Маша поспешно встала, почему-то поклонилась мужу (всё ещё муж, хотя вместе не были уже давно).
- Прощай, Юрий... Альбертович, мой, всё ещё любимый, муж.
Она засеменила к двери.
- Постой! Хотя нет, иди, больше не остановлю, - он вдруг вспомнил прекрасно сыгранные роли в домашнем театре. Она играла так живо, так весело... все хлопали... и он...
"Опять играешь, Маша", - сказал он себе, когда дверь за нею затворилась.
- Юра...
- Не надо, мама, побуду один, - он знал, мать волновалась за него, - да, чаю, мама, если можно, чаю.
Успокаивал, мать знала:
- С молоком, Юра? – она чуть не плачущим голосом решила уточнить.
- Нет, без... лучше кофе, - он знал, мать любила кофе, варила для себя, сейчас ему чая не хотелось, только кофе... маме...
Мать ушла, понимала сына и болела за него. "Какой ему кофе?.." – она быстро вернулась. Юрий заряжал пистолет, она бросилась ему на шею.
- Юра, не надо!
Он как будто очнулся.
- Что, мама?
- Ты не понимаешь? – она показала взглядом на дрожавший в руке сына пистолет.
- Я? Нет. Это не я. Как я могу?
Он сидел, раскачивался, взявшись за голову:
- Я не могу, больше не могу... – его лихорадило.
Пришлось послать за доктором. Всё, что могло навредить сыну, мать убрала, даже кухонные ножи и вилки были убраны под замок. "Конечно, - думала бедная женщина, - найдёт, если захочет... но я присмотрю". Её лихорадило тоже, воспалёнными глазами она всматривалась в лицо сына и не узнавала прежнего своего мальчика. Оброс, осунулся, ночью скрежетал зубами во сне – она не отходила от него ни днем, ни ночью.
На третий день он проснулся как ни в чём не бывало. Умылся, побрился сам (обычно это делал специальный человек: мыл волосы, стриг и брил бороду, укорачивал усы). Мать проснулась, она спала сидя, рядом с кроватью сына, и смотрела на него изумлёнными глазами. Да, это теперь был её Юра. Она проводила его глазами до туалетной комнаты, потом вспомнила про опасную бритву на столике, рядом с бритвенными принадлежностями (она про них забыла, когда убирала все ножи в доме). "Нет, - она устало села снова на диван, - пусть", - несколько дней напряжения приучили свыкнуться с мыслью...
- Мама! Здесь нет мыла! – послышалось из туалетной комнаты.
- Сейчас пришлю! Семён!
Семён, единственный кто был допущен к стрижке и бритью барина.
- Не надо, я сам, - послышалось через некоторое время.
Софье Николаевне смертельно захотелось поспать...

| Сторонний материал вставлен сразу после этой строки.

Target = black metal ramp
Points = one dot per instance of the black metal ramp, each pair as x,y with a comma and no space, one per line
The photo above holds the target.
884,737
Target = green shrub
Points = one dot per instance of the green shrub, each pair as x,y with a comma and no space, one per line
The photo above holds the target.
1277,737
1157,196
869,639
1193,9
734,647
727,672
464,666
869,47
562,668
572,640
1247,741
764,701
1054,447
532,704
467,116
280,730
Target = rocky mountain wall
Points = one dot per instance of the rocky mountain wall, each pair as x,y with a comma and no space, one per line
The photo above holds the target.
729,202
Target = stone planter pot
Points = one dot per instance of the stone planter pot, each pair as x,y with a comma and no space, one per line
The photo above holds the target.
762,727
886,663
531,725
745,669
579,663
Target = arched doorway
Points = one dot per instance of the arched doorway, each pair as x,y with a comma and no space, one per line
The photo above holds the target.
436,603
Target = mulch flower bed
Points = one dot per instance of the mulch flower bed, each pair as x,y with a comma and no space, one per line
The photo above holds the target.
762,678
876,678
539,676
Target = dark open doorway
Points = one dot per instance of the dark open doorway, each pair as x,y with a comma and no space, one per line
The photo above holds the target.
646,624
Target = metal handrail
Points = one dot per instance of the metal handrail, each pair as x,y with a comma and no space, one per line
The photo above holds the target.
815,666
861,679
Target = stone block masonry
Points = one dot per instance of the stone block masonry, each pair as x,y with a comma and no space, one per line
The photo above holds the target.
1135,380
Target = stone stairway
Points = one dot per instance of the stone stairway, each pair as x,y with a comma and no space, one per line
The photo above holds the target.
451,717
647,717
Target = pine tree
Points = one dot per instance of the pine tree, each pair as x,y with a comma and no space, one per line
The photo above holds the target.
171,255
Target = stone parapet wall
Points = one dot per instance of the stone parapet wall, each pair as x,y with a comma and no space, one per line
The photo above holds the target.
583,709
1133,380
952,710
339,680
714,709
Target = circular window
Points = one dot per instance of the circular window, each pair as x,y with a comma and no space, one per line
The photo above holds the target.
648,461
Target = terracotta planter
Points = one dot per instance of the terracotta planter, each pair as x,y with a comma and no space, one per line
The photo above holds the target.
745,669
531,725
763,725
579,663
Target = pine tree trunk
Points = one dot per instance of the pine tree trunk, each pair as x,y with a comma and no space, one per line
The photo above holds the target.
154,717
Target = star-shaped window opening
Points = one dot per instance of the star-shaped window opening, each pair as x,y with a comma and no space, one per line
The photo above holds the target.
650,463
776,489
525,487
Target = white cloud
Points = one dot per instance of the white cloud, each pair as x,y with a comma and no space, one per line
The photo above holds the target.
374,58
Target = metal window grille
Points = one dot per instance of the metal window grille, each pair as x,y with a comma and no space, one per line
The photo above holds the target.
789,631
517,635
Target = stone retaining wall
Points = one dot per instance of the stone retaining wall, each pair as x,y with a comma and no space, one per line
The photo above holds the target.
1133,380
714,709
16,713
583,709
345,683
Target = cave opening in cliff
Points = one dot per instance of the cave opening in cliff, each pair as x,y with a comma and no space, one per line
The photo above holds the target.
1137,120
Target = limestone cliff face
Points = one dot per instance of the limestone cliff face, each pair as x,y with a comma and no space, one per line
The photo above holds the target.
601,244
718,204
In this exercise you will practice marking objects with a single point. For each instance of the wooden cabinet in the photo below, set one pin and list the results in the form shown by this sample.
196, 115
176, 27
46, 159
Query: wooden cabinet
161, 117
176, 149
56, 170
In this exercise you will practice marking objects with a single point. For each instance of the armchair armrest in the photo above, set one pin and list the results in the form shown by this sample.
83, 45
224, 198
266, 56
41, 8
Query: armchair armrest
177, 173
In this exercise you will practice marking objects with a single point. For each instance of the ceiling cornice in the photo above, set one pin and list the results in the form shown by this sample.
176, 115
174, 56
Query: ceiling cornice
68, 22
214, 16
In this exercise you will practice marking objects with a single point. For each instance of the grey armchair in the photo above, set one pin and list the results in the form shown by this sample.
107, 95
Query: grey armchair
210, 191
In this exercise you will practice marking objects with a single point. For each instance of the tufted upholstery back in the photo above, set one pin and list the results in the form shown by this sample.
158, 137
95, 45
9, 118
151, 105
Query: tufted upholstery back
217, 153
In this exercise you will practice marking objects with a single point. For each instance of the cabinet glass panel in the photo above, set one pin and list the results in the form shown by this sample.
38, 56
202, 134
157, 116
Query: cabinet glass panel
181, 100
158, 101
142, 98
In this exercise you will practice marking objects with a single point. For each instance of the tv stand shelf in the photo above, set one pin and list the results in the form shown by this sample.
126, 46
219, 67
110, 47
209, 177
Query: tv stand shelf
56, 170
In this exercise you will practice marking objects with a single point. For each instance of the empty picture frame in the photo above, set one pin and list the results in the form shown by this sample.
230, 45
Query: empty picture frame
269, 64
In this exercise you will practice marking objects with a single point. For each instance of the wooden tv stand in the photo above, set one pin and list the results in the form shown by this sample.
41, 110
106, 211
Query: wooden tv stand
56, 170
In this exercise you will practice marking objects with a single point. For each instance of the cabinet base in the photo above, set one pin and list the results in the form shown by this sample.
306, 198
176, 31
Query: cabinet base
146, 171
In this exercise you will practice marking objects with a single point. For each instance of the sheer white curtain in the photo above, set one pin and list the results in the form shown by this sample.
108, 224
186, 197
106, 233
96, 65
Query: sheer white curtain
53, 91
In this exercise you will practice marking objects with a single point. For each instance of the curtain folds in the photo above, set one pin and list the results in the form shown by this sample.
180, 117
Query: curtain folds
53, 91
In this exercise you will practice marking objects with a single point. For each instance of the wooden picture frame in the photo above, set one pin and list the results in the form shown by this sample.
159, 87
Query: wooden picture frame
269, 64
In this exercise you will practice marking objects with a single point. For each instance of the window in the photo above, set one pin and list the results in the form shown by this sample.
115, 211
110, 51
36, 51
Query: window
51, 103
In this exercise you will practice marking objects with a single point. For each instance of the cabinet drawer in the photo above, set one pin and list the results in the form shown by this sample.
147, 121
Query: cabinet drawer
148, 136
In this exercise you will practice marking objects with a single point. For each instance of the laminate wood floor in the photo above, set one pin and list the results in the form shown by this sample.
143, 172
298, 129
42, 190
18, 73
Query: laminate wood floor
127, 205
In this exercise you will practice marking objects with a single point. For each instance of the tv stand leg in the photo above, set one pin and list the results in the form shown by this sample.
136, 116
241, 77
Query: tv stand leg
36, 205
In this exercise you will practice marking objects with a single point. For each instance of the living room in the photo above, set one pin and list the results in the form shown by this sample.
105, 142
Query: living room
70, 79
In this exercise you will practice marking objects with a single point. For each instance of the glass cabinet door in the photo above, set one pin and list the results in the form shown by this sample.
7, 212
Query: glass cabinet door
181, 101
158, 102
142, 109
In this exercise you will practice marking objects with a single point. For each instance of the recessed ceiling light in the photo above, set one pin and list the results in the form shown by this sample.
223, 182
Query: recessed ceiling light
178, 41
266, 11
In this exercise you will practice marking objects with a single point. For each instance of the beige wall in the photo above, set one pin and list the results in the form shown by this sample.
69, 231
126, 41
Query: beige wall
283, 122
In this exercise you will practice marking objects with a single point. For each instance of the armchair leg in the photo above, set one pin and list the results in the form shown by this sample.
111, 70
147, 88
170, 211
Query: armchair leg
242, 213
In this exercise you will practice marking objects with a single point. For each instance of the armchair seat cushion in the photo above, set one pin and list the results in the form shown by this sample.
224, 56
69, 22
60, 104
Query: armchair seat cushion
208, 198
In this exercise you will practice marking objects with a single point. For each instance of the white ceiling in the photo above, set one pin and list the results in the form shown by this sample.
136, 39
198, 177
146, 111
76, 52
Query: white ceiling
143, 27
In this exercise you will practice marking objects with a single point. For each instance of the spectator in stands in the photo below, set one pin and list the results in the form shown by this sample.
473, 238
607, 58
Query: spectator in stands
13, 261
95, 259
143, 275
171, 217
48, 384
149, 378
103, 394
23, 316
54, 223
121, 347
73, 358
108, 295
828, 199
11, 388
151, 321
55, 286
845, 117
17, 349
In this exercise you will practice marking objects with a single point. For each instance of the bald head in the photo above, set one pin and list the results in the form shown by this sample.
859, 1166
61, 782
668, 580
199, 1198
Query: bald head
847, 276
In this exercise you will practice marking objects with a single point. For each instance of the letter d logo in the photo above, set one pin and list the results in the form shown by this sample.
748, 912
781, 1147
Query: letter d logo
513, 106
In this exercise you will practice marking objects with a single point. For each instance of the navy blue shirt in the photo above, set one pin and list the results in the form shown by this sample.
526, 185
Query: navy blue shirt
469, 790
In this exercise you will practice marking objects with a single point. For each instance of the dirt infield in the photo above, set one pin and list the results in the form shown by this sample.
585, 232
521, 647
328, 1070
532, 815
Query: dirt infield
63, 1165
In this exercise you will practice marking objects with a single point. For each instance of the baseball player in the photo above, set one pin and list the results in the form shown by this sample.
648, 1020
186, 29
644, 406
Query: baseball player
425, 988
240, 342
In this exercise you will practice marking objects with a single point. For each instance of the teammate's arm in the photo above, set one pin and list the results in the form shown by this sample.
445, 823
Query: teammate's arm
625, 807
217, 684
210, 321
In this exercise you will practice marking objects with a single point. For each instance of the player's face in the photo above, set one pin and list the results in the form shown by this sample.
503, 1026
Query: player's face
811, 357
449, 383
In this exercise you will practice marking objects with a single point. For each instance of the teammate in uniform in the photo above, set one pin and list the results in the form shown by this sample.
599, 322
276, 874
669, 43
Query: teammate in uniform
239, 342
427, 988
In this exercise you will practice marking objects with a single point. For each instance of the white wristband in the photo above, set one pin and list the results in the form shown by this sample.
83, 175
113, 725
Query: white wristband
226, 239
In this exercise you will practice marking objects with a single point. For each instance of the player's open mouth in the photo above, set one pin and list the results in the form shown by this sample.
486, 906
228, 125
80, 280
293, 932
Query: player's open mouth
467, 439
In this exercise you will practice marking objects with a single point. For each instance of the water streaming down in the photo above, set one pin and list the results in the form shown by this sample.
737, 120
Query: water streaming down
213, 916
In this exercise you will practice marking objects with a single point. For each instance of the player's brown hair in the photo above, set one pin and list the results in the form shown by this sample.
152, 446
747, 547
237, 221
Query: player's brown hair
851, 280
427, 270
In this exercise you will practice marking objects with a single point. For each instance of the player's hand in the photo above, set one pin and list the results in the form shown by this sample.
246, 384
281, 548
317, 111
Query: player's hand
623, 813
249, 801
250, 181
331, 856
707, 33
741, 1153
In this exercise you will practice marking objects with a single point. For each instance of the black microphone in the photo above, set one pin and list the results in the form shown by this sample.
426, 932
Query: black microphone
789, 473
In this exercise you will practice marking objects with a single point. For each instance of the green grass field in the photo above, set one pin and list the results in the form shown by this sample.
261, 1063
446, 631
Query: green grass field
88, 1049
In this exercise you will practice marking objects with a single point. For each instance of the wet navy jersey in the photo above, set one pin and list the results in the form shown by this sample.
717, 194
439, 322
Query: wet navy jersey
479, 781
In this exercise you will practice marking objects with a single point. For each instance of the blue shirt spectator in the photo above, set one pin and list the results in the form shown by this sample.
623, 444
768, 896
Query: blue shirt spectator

Прошло ещё несколько суток, прежде чем Юрий опомнился от болезни. Он почти ничего не помнил: смутно вспоминал лицо Маши, не помнил, что она говорила – мозг отказывался вспоминать, он не настаивал. Выходить из дома запретил доктор ("до полного выздоровления"), но он вышел. Прошёлся по улице, заглянул в кабак... и только: напиваться не стал, он и раньше не любил. Поздоровался с соседями, приметил рыжеволосую девочку: странную фигурку, которую едва узнавал. "Ах да, это Маришка, его соседка, девочка тринадцати лет: как подросла?" – он стал всё замечать. Раньше будто песок в глаза насыпан был, проморгаться не мог – год в мученьях жил: "Всю душу из меня вынула!" – только так вспоминал он себя прежнего.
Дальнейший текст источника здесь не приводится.